Un weekend negli anni ‘90 a bordo di una Ford Sierra Cosworth RS

Abbiamo guidato una Ford Sierra Cosworth RS 4x4 del 1992 sui passi dell'appennino Tosco-Emiliano durante un weekend dal sapore retrò.

speciale Un weekend negli anni ‘90 a bordo di una Ford Sierra Cosworth RS
Articolo a cura di

Ci sono tante parole che fanno venire l'acquolina in bocca agli appassionati di motori, molte di queste ispirano i più nostalgici (qualcuno ha detto Lancia Delta?) ma ce n'è una in particolare che quando viene detta ha lo stesso effetto di una granata lanciata in chiesa: Cosworth.
Ora prendete le strade che collegano il Passo della Cisa, il Passo del Brattello e il Passo Cento Croci e aggiungeteci una Ford Sierra Cosworth RS 4x4 bianca che trasuda anni ‘90 da ogni centimetro di carrozzeria. Immergete poi il tutto in paesaggi autunnali da favola e una situazione meteo pressoché perfetta ed ecco che avrete il weekend motoristico ideale.
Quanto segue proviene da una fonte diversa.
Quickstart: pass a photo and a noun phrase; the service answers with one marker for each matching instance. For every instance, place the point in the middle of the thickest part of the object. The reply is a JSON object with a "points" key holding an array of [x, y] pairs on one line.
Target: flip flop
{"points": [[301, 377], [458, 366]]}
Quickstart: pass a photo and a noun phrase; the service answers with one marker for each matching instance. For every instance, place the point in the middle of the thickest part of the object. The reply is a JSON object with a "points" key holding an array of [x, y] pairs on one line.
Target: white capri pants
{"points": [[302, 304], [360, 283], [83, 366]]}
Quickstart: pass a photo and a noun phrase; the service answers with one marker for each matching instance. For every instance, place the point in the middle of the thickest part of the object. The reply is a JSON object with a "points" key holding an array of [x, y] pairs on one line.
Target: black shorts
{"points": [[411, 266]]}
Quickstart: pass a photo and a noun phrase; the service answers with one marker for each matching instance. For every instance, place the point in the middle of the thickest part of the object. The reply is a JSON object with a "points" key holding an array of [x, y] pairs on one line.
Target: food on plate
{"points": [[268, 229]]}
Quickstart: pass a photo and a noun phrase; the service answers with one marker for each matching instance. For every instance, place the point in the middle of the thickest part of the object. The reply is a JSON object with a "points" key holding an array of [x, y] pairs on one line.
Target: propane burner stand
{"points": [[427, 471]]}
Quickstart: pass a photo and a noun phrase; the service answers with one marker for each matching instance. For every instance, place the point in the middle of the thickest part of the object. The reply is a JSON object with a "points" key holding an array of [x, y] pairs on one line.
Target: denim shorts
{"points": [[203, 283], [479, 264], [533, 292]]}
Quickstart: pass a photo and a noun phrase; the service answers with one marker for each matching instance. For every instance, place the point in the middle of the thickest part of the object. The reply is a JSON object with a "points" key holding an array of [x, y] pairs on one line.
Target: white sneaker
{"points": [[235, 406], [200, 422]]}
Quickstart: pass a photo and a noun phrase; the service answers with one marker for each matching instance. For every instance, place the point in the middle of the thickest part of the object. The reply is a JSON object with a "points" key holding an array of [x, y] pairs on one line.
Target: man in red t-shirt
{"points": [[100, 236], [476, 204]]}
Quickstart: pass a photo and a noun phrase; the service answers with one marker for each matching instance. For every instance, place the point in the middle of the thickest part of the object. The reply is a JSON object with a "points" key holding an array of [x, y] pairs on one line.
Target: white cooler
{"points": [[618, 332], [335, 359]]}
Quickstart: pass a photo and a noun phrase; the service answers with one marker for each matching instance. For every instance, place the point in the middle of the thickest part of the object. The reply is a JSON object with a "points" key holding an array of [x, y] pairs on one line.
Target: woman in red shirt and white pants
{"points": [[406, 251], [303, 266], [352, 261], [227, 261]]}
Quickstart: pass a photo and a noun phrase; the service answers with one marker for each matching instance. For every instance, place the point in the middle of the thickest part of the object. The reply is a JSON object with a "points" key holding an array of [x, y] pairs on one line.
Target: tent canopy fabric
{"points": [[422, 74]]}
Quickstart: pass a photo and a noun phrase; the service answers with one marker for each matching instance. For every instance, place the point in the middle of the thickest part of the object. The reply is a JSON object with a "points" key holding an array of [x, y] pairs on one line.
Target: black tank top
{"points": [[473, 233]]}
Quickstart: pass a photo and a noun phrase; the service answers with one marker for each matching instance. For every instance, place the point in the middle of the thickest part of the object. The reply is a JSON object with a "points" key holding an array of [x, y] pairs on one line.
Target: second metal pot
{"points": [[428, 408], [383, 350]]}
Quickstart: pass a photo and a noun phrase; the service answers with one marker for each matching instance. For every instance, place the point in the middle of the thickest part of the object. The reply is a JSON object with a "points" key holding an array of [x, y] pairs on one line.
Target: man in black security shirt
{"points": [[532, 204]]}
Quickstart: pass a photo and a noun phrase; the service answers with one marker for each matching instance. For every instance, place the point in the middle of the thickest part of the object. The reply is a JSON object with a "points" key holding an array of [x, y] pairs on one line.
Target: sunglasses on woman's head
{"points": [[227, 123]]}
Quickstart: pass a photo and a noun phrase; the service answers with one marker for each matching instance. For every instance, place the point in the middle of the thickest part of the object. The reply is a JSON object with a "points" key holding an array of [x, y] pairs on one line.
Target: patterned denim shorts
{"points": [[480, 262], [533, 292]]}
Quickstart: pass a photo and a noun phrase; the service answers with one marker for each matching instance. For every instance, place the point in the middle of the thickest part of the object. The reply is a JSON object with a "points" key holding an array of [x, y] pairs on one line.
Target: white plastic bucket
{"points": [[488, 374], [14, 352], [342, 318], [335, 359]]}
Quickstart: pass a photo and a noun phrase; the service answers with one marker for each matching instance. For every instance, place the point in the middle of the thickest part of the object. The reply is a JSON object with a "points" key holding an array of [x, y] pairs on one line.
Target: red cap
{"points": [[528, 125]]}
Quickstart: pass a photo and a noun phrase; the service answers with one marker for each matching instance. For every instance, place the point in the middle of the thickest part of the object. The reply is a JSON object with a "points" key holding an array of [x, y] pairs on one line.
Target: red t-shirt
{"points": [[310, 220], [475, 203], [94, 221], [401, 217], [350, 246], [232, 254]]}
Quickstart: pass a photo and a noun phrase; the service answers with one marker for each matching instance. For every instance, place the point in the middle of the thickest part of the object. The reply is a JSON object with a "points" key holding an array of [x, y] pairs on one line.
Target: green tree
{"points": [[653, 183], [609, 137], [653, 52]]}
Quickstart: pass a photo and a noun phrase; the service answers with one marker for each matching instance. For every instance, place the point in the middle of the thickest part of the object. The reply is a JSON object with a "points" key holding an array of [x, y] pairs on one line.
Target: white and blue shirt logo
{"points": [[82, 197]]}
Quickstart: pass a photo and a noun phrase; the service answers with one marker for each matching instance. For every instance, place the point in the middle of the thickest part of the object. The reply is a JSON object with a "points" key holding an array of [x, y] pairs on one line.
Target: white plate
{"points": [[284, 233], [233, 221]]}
Due anime, una sola vettura

Prima di addentrarci nella recensione, è doveroso scrivere due appunti sulla Ford Sierra Cosworth. Nacque a metà degli anni ‘80 su ordine di Stuart Turner, allora capo della sezione motorsport, con l'idea di rimpolpare il reparto sportivo dell'Ovale Blu. Turner fece sbocciare il matrimonio Cosworth-Ford che vide il costruttore britannico accettare la commessa a un'unica condizione: produrre un minimo di 15.000 motori e di poterli montare su un'auto con almeno 200 CV.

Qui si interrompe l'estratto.